With the data provided above, we could take some analysis summary that can be used for marketing plan as follows:

  • We could see from the EDA part that the female customers percentage (56%) is slightly higher than male customers (44%),with this information we could targeting the male customers more for marketing campaign or promotions than female customers even though the percentage different is not too big. This case we also can choose male customer target wisely with combined factors from their age and cluster.

  • We can doing marketing campaigns/loyalty program to customer in cluster 5 & 4 which are customer who have high spending scores, especially customer at age 20’s & 30’s, to maintain such customer and raising possibility of sales.

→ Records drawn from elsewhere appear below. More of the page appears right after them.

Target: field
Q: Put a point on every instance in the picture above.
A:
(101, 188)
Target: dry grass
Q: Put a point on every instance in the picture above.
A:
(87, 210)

  • Cluster 1 & 3 in general have low spending scores, despite their income levels, and generally the customers are above 40s. With those data, we could consider to research and adding some brands that are popular among customers at those ages, and running campaigns to target them with the right products.

  • As we can see from the above data, cluster 2 have medium spending score, in order to increase sales in this customer cluster, we could give them some promotions to encourage them to buy more products.